En notre connaissance, l’UFPR n’est pas un mouvement rebelle connu par l’opinion nationale à cette date, contrairement aux factions rebelles de la décennie 1990 qui ont démontré une capacité de nuisance avérée contre les intérêts de l’Etat, pouvant conduire ce dernier à prendre langue avec leurs chefs à travers une médiation officielle pour conclure des accords autour de leurs revendications.
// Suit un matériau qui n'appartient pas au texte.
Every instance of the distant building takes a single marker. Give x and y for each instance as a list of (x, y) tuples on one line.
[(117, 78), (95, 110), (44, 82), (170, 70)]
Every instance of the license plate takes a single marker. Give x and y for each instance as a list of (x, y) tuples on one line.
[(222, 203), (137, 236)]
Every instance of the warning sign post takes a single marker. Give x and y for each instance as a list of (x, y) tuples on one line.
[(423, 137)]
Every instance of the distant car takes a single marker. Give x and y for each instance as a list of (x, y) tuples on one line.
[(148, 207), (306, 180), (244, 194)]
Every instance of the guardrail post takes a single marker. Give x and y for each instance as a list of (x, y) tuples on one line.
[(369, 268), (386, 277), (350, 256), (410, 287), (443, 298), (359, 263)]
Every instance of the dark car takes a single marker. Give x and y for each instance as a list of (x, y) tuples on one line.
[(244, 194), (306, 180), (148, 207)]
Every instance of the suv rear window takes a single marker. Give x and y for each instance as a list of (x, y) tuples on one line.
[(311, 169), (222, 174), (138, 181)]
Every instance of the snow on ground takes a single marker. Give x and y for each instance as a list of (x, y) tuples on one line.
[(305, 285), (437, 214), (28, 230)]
Le seul fait d’armes connu à l’actif de l’UFPR, c’est l’attaque du camp de la gendarmerie prévôtale de Chirfa en juin 2022, pour un mouvement dit ‘’politico-militaire’’ ayant officiellement déclaré sa naissance en août 2020, à la lisière de la frontière nigéro-libyenne. Dans la foulée, l’UFPR a brandi comme menace son intention de s’en prendre à l’exploitation pétrolière d’Agadem, rappelle-t-on. C’est tout !
Le fait déjà de recevoir la délégation de l’UFPR au palais implique une reconnaissance du mouvement rebelle par le président Bazoum.
Audience insolite
Nous sommes tous d’accord sur l’importance de la paix dans un pays au regard de la grave situation sécuritaire liée au terrorisme et au banditisme armé qui affectent aujourd’hui les populations de plusieurs de nos régions. Cet argument peut être brandi par les tenants du pouvoir pour tenter de justifier l’audience accordée par le président Bazoum à la délégation de l’UFPR. Est-il seulement convaincant ? Non !
Le chef de l’Etat a reçu la délégation du mouvement rebelle à huis clos. Sans la présence d’un quelconque membre de son cabinet encore celle des chefs militaires pour débattre d’une préoccupation aussi importante que la recherche de la paix. De quelles revendications concrètes ladite délégation est-elle porteuse ? Nous n’en avons pas connaissance. Qu’est-ce qui conduit l’UFPR à chercher subitement à négocier en l’absence de toute démonstration d’une quelconque capacité réelle de nuisance de sa part ?
Au demeurant, le président Bazoum peut-il, de façon solitaire, prendre des engagements au nom de l’Etat sur un sujet aussi délicat avec le mouvement rebelle avec tout ce que cela pourrait comporter comme risques de ne pas aboutir ? Quelles promesses fermes a-t-il données à la délégation de l’UFPR ? Quelles garanties cette dernière lui a-t-elle donné en contrepartie qu’elle va définitivement tourner le dos aux armes ?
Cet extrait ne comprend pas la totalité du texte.